Incomprehensible IMAD.HI behavior

Hi guys, I’m using 3080 with cuda11.6 do some s32 divide, I found some of the result is incomprehensible, I open it with cuda-gdb and piece of assembly is like:
/some other calculate/
IMAD R11, R8, R9, RZ
IMAD.HI.U32 R7, R7, R11, R6
in this case, R6 is 0, R8 is 0xfffffe01, R9 is 0x800000 so R11 is 0x800000, which is expected. But when I do IMAD.HI.U32 with input R7 = 0x1ff, I got result R7 = 0x1ff which is unexpected. I know IMAD.HI is mul&add with Hi(R7*R11)+R6, but I think the true high part is 0, who can please tell me how I got result with 0x1ff?

Here is some information about the log. Who can please help me with this question?

I’m not able to explain the picture. to investigate, I created the following test case:

$ cat
#include <cstdio>
__global__ void k(unsigned a, unsigned b, unsigned c) {
    asm ("mad.hi.u32 %0, %0, %1, %2;" : "+r"(a) : "r"(b) , "r"(c));
    printf("result: 0x%x\n", a);

int main(){

  k<<<1,1>>>(0x01ffU, 0x0800000U, 0U);
$ nvcc -o t2024
$ ./t2024
result: 0x0

As you can see it produces the expected result. If you compile the above code with -arch=sm_86 and then do cuobjdump -sass ./t2024 you will see that there is a IMAD.HI.U32 instruction in the dump.

If you can provide a similar test case that shows an unexpected result, it may be helpful.

Thanks for help! I got same result on my chip. But still didn’t solve my problem.
In my condition this is a small int32 divide kernel:
__global__ void int32_div(int in1, int in2, int* output) { *output = in1 / in2; }
when I set in1 = 0x3f800001 and in2 = 0xff800000, I saw some instruction in cuda-gdb, after i run si 23 and got instructions above, at this time I can see $R7 is 0x1ff and $R11 is 0x800000, but I couldn’t understand why when I run IMAD.HI.U32 R7, R7, R11, R6 by si and got 0x1ff as $R7 result.
BTW, in this case I saw an instruction like IMAD.MOV.U32 R6, RZ, RZ, RZ, why instruction did addition with R6 but not RZ?

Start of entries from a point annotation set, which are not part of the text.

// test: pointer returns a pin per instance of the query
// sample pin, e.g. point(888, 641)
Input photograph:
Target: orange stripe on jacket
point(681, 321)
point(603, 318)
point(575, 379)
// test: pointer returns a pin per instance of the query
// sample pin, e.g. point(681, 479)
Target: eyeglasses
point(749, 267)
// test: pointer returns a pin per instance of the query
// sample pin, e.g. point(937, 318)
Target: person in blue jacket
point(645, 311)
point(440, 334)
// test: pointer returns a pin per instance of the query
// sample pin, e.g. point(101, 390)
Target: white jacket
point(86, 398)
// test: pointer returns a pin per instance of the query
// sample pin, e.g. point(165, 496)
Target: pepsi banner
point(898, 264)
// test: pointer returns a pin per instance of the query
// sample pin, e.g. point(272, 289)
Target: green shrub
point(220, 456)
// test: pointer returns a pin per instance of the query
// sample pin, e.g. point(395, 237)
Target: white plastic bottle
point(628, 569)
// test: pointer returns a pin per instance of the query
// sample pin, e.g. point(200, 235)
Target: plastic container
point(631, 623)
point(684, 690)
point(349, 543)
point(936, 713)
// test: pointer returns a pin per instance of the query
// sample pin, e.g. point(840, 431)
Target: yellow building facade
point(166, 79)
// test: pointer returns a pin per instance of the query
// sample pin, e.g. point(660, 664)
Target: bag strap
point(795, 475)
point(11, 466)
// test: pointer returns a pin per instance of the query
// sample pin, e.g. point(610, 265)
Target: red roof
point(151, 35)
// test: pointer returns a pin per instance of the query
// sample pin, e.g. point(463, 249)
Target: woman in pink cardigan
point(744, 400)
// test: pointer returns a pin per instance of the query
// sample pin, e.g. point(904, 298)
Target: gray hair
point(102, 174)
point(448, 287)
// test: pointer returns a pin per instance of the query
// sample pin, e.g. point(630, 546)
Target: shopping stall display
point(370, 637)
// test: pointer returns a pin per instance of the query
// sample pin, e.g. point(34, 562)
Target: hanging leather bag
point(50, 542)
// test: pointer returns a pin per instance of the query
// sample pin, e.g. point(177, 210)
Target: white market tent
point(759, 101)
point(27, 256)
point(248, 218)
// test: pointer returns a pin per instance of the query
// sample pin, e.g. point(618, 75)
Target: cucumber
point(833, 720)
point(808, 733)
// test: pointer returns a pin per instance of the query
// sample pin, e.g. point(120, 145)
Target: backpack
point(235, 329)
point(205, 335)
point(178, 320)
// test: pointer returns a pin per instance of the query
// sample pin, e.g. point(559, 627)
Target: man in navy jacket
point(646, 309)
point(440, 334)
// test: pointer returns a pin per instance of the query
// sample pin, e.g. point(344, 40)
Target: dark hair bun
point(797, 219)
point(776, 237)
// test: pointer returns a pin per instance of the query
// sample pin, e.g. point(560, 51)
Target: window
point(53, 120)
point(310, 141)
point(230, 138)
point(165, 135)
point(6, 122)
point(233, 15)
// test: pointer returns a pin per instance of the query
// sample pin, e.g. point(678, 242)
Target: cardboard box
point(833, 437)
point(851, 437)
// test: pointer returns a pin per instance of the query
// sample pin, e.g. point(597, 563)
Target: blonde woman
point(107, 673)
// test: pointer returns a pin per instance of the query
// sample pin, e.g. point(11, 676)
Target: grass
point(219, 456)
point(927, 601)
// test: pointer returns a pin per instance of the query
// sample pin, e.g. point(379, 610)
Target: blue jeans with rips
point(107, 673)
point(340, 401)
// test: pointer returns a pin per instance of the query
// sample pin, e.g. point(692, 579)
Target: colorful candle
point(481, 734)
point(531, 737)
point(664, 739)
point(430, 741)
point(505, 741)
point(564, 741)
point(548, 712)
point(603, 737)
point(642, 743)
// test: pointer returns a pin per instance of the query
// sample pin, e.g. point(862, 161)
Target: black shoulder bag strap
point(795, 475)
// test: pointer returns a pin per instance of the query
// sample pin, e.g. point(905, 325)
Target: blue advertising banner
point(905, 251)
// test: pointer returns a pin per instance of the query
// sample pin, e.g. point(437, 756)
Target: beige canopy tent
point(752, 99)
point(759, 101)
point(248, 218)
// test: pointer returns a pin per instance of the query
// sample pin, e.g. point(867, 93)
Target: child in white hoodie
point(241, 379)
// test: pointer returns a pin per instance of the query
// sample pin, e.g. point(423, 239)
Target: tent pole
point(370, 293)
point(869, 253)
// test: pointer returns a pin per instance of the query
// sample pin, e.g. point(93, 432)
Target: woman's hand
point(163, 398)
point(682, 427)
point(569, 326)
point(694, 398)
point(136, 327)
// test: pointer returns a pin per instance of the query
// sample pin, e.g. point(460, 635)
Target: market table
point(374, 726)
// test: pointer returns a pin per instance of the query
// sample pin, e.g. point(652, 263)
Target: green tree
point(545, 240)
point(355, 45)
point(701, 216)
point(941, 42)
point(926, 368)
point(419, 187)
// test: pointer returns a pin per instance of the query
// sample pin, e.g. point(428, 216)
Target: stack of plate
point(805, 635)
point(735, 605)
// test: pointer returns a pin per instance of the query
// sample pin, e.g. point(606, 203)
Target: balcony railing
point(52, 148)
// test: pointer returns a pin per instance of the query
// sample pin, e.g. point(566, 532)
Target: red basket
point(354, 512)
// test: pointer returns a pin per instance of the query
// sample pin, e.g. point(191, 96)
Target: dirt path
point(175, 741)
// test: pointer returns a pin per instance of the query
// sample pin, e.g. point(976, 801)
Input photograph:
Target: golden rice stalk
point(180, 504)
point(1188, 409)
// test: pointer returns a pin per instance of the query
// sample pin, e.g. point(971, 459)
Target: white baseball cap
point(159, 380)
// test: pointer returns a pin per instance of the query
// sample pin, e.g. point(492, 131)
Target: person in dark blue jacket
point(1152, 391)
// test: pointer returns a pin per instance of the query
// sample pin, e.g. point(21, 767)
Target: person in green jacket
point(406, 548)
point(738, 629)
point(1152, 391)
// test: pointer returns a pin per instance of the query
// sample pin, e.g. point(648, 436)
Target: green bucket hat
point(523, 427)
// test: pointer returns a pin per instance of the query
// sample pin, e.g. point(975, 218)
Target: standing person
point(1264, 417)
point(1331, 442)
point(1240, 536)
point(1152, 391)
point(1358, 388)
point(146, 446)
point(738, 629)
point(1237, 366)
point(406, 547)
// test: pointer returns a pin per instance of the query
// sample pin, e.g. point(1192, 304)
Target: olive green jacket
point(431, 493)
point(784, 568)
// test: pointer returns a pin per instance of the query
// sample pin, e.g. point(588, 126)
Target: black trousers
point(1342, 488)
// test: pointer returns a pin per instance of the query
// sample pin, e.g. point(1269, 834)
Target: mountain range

When I run your code the way you describe, I seem to get the right result:

$ cat
#include <iostream>

__global__ void int32_div(int in1, int in2, int* output) { *output = in1 / in2; };

int main(){

  int *o;
  cudaMalloc(&o, sizeof (o[0]));
  int in1 = 0x3f800001;
  int in2 = 0xff800000;
  int32_div<<<1,1>>>(in1, in2, o);
  int r;
  cudaMemcpy(&r, o, sizeof(o[0]), cudaMemcpyDeviceToHost);
  std::cout << "r = " << r << " should be: " << in1/in2 << std::endl;
$ nvcc -o t2026
$ compute-sanitizer ./t2026
r = -127 should be: -127
========= ERROR SUMMARY: 0 errors

Do you get the right result?

Yes, I got the right result, but couldn’t understand why this IMAD.HI.U32 instruction got result like this.

I don’t see how it could be anything except an issue with the cuda-gdb tool. You might want to ask on that forum.

I don’t have a 3080 to test on.

This topic was automatically closed 14 days after the last reply. New replies are no longer allowed.